Por Gonzaga Leal
Vivemos um tempo de prontidão afetiva. Queremos amar, mas no mundo lá fora não há terreno fértil para a vida amorosa. Vivemos sob uma cultura, que promete felicidade através de sensações corporais: a boa forma, a sensualidade, o estímulo a beleza, o êxtase das festas. Mas tudo é muito provisório e logo desaparece, gerando uma aflição e uma angústia que estão causando uma epidemia de desamparo, entristecimentos e empobrecimento interno. A cultura das sensações vem substituindo pouco a pouco a cultura dos sentimentos... as pessoas têm que ser belas e jovens, enfrentar a competição, suportar tensões sem reagir, viver sem amparos trabalhistas que estão ruindo e com suportes familiares cada vez mais precários. É um traço social de desespero, que ao meu ver, tende a se agravar. Isso para mim é no mínimo desumano... A imagem chega na frente.... A pessoa chega depois. Fascinadas pela ideia do corpo perfeito, da longevidade, da vitalidade, do poder e da ganância financeira, as pessoas não sabem mais que sentido dar a própria vida. O lance é ter projetos fragmentados, ser capaz de mudar o tempo todo. Ora, isso faz com que você não imagine o sentido da vida como algo consistente, pelo qual vale a pena empenhar-se. Amanhã você pode ter que abandonar tudo...
Os vínculos existem, mas tendem a ser mais horizontais, mais plurais, mais instáveis, mais precários. Vivemos regido por uma enorme perplexidade... A cultura das sensações significa que a maioria das pessoas, sobretudo na vida urbana, estão buscando cada vez mais no corpo as regras e modelo, com os quais têm que se identificar. Hoje importa muito pouco você ser um ser humano pleno e integro com densidade emocional e sentimental. Olhar-se para a própria consciência e ver ou ser visto como uma pessoa profunda, sensível, capaz, honesta, tenaz nos propósitos, leal e fiel parece-me não fazer o menor sentido. O molde para uma identidade é substituído pela sua capacidade de extrair sensações do corpo. Não adianta você imaginar que está sendo leal, fiel e tenaz. Não adianta imaginar que você é uma pessoa densa e profunda se você estiver gorda, envelhecida, apavorada com o colesterol, sem condições de se apresentar diante dos outros como uma pessoa jovem. Porque tanta aflição? Primeiro, por medo de perder o que se tem. Segundo, por medo de não estar na ponta do que é melhor. Depois, medo de que alguma coisa desconhecida esteja agindo e você não esteja percebendo. O sentimento imediato é de privação afetiva, encurralamento e desamparo...

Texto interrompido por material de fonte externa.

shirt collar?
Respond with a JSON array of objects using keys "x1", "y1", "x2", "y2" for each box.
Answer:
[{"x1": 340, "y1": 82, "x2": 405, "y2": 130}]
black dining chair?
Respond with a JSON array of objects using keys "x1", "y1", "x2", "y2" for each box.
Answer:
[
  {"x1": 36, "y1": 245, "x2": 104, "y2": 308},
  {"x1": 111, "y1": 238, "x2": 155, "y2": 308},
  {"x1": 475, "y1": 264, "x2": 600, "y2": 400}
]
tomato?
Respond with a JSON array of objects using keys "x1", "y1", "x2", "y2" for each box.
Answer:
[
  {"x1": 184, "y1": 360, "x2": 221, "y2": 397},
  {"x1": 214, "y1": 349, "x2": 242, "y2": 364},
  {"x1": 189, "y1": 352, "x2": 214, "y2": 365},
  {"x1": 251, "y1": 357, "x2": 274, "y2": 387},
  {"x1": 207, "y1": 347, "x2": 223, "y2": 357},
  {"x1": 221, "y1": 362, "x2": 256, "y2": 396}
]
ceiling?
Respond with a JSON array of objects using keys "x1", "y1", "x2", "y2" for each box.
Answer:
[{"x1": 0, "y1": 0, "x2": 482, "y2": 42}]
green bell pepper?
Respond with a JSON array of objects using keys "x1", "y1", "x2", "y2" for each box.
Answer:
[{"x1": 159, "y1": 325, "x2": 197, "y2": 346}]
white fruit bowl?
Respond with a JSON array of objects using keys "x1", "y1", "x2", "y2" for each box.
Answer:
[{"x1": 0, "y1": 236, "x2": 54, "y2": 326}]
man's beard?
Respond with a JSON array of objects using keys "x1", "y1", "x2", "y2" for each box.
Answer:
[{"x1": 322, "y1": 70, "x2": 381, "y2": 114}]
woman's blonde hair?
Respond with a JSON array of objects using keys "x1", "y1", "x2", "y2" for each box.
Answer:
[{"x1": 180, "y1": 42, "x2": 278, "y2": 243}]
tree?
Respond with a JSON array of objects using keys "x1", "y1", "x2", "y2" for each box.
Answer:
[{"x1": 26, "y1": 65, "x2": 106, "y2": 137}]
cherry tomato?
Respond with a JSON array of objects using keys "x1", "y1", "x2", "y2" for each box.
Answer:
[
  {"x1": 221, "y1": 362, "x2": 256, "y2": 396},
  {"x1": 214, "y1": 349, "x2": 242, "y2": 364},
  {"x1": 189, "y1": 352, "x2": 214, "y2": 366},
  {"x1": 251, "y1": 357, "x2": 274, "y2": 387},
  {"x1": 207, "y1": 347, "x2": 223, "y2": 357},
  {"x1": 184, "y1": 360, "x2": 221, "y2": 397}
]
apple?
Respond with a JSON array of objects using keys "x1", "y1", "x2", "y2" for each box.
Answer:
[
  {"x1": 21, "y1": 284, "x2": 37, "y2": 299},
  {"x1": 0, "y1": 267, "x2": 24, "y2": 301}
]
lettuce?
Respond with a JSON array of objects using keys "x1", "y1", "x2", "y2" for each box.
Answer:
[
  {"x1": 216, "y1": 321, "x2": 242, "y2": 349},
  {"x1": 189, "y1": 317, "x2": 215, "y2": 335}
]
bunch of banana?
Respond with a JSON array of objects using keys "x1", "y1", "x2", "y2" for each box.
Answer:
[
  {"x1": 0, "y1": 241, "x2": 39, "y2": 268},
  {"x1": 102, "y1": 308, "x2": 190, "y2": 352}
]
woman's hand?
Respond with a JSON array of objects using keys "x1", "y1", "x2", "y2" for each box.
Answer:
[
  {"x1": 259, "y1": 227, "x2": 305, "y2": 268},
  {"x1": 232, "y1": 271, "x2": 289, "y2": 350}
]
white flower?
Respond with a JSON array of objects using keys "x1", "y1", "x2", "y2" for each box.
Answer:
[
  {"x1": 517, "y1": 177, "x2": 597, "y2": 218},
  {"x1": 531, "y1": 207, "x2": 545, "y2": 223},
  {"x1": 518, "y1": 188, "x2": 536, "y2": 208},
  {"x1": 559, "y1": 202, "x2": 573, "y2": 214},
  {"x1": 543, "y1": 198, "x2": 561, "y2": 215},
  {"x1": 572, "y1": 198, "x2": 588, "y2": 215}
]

Os problemas com a corporeidade, o receio da frustração amorosa, a ideia de que somos livres para experimentar tudo o que vem à cabeça, a ideia de que vamos entrar num mundo selvagem deixam todos nós armados. É como se fosse um estado não de paz, mas de prontidão para a guerra. E neste estado de prontidão para a guerra, não abrimos o flanco afetivo, porque estamos regidos por uma promessa de uma felicidade de sensações, de uma cultura de sensações, que no mínimo é equivocada. É verdade que a gente pode ter umas tantas experiências sensoriais, mas isso é rápido e elas logo desaparecem. Por outro lado, tenho clareza que a estrutura afetiva das pessoas não se perdeu. Ela está mais difícil exerce-la, mas eu sou muito confiante e acho que as pessoas, na primeira chance que têm, soltam-se. O que acontece é que você pode ter corridas de obstáculos de diferentes ordens. Mas não acho que a gente tenha perdido a afetividade. Diante de toda essa aflição e angústia a pessoa nunca está bem. Está sempre aquém e precisa aclamar-se a todo custo...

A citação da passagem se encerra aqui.